The brand needs to have the stamina and the openness to allow the customer to share in its definition and evolution. This process isn’t passive for the brand owner. A brand must be managed in such a way it effectively solicits input through providing customers the tools by which they can influence the brand. Facebook is a great example of this. This social network website has 200 million users, but there’s no reason why that list shouldn’t mount into the billions. Facebook provides users with an intuitively based template that allows them to create the brand through inviting personal expression. Facebook hasn’t resist its brand being shaped by its constituents . . . it enables this design involvement. Facebook has chosen to guide rather than to control.

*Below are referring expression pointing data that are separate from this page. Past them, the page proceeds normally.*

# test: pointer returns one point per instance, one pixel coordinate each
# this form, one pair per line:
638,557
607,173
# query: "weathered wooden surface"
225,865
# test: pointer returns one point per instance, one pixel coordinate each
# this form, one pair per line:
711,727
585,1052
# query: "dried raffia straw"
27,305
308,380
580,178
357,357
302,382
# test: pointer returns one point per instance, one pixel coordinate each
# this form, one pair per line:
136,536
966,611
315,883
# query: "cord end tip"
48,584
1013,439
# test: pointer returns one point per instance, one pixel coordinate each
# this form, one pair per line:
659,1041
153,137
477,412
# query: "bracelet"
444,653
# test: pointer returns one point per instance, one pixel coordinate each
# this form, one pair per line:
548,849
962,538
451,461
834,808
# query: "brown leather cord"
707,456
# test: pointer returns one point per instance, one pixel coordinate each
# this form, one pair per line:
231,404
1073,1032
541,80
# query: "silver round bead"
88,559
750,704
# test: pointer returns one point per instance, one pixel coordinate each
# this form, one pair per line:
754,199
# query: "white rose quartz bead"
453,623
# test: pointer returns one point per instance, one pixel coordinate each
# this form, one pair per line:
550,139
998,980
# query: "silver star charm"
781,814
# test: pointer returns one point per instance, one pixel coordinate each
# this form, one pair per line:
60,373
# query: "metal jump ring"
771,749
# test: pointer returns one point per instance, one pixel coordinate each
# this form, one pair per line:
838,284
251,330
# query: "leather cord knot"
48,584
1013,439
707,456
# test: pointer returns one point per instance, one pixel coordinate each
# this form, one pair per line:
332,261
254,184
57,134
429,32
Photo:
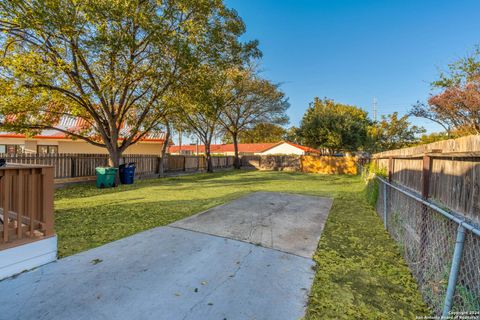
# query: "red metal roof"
74,125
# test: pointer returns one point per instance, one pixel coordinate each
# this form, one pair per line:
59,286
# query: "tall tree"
109,63
457,106
393,132
334,126
259,133
250,101
201,102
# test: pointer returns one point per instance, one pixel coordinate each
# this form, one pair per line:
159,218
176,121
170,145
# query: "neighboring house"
52,142
282,147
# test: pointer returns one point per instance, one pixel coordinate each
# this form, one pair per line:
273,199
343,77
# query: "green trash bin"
106,177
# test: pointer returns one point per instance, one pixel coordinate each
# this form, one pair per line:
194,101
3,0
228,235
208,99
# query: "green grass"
360,273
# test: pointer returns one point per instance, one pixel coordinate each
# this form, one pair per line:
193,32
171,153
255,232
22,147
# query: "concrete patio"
249,259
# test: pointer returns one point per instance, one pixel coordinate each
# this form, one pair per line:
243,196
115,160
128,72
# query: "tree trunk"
236,162
208,158
161,170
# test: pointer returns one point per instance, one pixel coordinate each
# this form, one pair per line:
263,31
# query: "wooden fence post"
73,167
391,168
47,200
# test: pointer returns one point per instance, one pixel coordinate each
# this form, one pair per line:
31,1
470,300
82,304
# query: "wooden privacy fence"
430,204
67,166
26,204
446,172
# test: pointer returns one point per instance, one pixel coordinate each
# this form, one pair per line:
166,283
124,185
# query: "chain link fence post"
452,279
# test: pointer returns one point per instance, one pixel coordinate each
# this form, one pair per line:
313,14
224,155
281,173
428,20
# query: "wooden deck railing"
26,204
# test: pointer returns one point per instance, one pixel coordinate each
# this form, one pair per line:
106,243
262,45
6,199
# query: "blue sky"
352,51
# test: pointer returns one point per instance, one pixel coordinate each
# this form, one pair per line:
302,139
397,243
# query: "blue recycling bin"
127,173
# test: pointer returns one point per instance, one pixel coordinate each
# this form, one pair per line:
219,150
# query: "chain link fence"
428,240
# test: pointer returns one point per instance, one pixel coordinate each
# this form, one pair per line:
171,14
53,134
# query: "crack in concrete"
229,277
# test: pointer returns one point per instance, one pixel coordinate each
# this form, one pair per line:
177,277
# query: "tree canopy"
334,126
259,133
392,132
456,107
109,63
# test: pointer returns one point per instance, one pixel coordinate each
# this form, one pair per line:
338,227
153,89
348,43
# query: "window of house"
47,149
11,148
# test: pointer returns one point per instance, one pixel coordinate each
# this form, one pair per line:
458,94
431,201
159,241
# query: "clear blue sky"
352,51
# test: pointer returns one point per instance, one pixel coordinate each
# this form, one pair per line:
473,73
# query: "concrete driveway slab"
287,222
164,273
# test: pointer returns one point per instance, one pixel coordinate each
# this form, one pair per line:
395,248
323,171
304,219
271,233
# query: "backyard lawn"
359,274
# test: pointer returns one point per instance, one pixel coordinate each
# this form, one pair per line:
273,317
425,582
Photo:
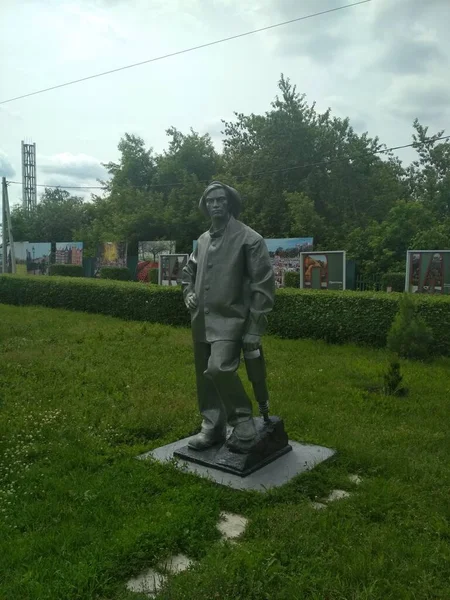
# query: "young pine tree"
409,335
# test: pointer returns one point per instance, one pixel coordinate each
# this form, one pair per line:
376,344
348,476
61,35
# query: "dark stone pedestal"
270,443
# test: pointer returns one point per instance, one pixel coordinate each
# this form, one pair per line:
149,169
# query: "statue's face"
217,203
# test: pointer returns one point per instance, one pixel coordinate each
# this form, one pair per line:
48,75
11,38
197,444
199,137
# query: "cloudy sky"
382,64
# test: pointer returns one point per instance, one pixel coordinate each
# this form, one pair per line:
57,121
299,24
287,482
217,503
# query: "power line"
282,170
186,50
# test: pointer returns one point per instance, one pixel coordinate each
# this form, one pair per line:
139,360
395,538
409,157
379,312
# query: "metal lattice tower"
29,195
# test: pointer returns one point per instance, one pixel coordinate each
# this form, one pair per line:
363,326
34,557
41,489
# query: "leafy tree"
56,217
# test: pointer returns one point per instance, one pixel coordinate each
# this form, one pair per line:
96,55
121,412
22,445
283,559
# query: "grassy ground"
82,395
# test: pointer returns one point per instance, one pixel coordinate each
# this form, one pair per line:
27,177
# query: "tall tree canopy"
300,172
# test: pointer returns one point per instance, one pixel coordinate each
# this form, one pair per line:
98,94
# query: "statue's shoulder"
251,236
204,236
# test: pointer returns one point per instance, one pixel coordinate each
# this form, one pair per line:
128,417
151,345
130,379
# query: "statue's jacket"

It is very difficult to build a brand experience and especially to develop an array of touchpoints that allow the brand to be recognized in a fluent, reliable way. The most powerful brand experiences are of two sorts: solutions and surprises. It could be anticipating a problem a customer might well need solved when they are working down a particular store aisle . . . or a small surprise gift, a meaningful thank you from the CEO, or a coupon in a shopping bag that you discover when you open the package at home. Such events are one-on-one dialogues with a brand. There are a huge number of inexpensive, low-hanging fruit options to positively surprise the customer.

Starbucks is rich in offering sensory brand experience in the very design of its stores. These are not overblown touches but disarming elements to make people in the store feel happy. Today’s public is attracted by presences that are not over-the-top. A very different example: Look at the transformation that has taken place in Hollywood film villains . . . from Scarface to David Carradine’s “Hi, kid, how ya’ doin’ today?” manner in the Kill Bill movies.

Effective branding is about creating and maintaining a vital, living experience. Achieving any of these steps often requires painstaking attention to detail. Brand building is as much art form as it is science. Don’t flaunt the analysis you may need to do. As with any art, much of its magic comes from seeming to be effortless.